Cooking pots are nice, as they let you stew, poach, and simmer a good load of stuff in one go. They’re extremely useful and generally affordable, which is why most homes will have a few of them stashed in the kitchen. The Anaori Kakugama seeks to elevate the humble cooking pot into something more premium.
Billed as a “culinary tool combining tradition and innovation,” it seeks to optimize the cooking pot by combining innovative materials and minimalist form, turning out a piece of cookware that looks and feels absolutely different. More importantly, the outfit claims its combination of qualities gives it better heat retention and higher infrared emissivity, allowing it to cook any dish far better than traditional cookware options.
The Anaori Kakugama ditches the traditional round shape of pots for a more minimalist boxy shell, with cutout handles on the sides instead of bolting or screwing external handles like traditional pots. It also doesn’t use the usual aluminum, stainless steel, or cast iron materials for the pot’s construction, opting to cut it from a solid block of carbon graphite. According to the outfit, this material emits five times more far infrared waves than cast iron, which is further maximized with the pot’s unusual cube shape, allowing it to cook with far superior heat retention compared to cast iron and a far infrared emissivity that rivals that of cooking over charcoal. Basically, it holds heat a whole lot better.
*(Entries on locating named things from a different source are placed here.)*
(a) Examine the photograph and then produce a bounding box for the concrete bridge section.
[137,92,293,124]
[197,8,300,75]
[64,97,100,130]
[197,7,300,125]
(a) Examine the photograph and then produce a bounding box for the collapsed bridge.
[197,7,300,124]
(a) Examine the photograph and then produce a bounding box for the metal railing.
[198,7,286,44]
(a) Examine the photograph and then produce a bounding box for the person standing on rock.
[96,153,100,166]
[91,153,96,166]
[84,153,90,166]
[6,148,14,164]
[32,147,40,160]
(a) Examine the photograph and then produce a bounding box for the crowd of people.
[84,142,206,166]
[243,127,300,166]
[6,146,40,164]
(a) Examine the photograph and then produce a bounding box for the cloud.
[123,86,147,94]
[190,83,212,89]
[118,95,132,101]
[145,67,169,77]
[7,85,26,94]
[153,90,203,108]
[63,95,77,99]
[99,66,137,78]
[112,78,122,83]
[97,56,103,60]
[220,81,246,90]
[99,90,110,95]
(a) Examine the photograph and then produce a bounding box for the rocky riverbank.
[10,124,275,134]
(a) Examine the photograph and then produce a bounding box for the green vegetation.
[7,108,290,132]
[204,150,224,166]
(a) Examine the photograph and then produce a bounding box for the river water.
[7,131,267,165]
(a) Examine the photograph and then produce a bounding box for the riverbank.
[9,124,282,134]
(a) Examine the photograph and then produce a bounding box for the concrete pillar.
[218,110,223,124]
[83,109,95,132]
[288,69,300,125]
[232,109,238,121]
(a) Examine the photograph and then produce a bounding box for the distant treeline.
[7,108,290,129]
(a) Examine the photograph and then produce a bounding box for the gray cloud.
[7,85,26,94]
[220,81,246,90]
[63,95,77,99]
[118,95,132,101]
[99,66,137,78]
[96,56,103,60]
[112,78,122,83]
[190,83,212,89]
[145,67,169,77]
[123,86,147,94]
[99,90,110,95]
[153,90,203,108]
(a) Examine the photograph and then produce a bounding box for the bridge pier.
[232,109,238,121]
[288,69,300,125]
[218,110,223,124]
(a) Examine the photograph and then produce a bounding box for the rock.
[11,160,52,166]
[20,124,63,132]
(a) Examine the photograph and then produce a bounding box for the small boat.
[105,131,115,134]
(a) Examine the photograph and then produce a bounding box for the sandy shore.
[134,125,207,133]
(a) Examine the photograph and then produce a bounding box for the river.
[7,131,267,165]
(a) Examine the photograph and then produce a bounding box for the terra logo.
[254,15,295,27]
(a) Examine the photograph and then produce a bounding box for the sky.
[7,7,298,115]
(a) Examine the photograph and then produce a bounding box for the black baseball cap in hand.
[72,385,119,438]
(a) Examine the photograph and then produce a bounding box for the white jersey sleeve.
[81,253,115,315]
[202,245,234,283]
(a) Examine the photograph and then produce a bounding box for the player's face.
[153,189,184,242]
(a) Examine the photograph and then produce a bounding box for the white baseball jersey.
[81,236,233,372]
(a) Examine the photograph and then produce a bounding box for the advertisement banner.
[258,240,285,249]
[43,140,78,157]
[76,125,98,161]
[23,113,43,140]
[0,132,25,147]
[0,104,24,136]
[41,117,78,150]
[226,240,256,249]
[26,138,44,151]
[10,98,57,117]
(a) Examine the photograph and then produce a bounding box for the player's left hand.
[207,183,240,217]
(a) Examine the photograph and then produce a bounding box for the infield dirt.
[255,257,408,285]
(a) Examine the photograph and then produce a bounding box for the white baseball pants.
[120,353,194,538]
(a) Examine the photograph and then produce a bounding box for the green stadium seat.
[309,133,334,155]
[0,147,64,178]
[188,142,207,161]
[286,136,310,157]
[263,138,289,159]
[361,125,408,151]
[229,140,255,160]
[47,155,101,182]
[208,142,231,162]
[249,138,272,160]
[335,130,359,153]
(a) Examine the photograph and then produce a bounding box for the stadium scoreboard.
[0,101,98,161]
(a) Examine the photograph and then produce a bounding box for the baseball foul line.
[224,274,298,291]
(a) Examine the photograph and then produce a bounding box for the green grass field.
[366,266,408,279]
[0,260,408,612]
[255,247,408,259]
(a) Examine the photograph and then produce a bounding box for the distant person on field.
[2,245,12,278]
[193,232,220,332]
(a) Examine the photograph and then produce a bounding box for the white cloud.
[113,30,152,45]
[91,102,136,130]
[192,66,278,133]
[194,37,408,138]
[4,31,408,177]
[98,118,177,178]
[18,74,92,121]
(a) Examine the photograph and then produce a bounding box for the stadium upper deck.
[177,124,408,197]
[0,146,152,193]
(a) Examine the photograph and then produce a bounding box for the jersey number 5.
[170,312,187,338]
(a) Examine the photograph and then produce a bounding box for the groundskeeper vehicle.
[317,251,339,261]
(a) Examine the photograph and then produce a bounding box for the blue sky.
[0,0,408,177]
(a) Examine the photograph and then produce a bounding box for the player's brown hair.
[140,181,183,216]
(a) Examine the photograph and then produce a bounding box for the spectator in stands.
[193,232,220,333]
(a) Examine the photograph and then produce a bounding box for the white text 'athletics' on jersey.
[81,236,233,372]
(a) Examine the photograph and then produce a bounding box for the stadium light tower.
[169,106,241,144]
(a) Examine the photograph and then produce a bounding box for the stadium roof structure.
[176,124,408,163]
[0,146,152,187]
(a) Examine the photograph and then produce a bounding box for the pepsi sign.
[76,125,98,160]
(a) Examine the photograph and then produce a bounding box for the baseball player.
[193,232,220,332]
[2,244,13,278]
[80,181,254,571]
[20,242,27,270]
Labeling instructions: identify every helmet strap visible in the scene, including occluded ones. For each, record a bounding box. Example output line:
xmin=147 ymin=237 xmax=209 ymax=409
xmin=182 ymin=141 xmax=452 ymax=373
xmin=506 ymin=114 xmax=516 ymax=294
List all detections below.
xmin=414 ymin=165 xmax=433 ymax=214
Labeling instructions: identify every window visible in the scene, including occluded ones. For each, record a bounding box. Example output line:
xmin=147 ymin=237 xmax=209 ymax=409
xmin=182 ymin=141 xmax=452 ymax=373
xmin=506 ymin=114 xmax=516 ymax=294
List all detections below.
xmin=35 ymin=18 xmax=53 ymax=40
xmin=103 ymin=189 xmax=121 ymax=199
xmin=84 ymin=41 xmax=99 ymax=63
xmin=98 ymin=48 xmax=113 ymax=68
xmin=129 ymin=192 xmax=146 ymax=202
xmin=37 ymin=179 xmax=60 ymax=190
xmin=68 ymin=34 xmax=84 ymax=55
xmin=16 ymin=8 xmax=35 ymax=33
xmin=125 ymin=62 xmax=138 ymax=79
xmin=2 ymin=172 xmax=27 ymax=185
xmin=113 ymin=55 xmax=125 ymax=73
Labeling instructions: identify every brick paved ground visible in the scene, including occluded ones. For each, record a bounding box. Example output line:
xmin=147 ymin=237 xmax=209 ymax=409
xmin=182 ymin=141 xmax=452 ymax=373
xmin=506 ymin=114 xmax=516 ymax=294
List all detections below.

Inside, the interior doesn’t mirror the pot’s external cube shape. Instead, it takes on a rounded shape similar to the traditional Japanese imo-gata, which was extensively used for firewood cooking during the Edo period. According to Anaori, the circular shape is ideal for promoting uniform heat distribution, ensuring all that heat it retains is spread evenly throughout the cooking vessel. With high heat retention and even heat distribution, the pot is supposed to reduce the cellular breakdown that occurs when raw ingredients are exposed to heat, allowing it to preserve more of the food’s natural flavor
The Anaori Kakugama actually comes with two lids. A round wooden lid that covers the pot opening and a carbon graphite lid that seals the whole thing to further minimize heat escape. The carbon graphite lid, by the way, comes with a flat side on top and grated sections on the underside. While that has nothing to do with the way it seals the pot, it’s designed that way so the lid can pull double duty as a grilling pan. That’s right, simply put the lid with the flat side down on your stove and use it as a stovetop grill.
Because of its carbon graphite construction, the pot is compatible with all kinds of stovetops (including induction), while also being usable in both grills and ovens. Do note, the high conductivity means food will probably cook faster here than whatever pot you’re currently using, so make sure to take that into account when it comes to your cooking times.
The Anaori Kakugama comes in two sizes, priced at ¥189,000 for the 3.4-liter model and ¥348,000 for the 5.1-liter.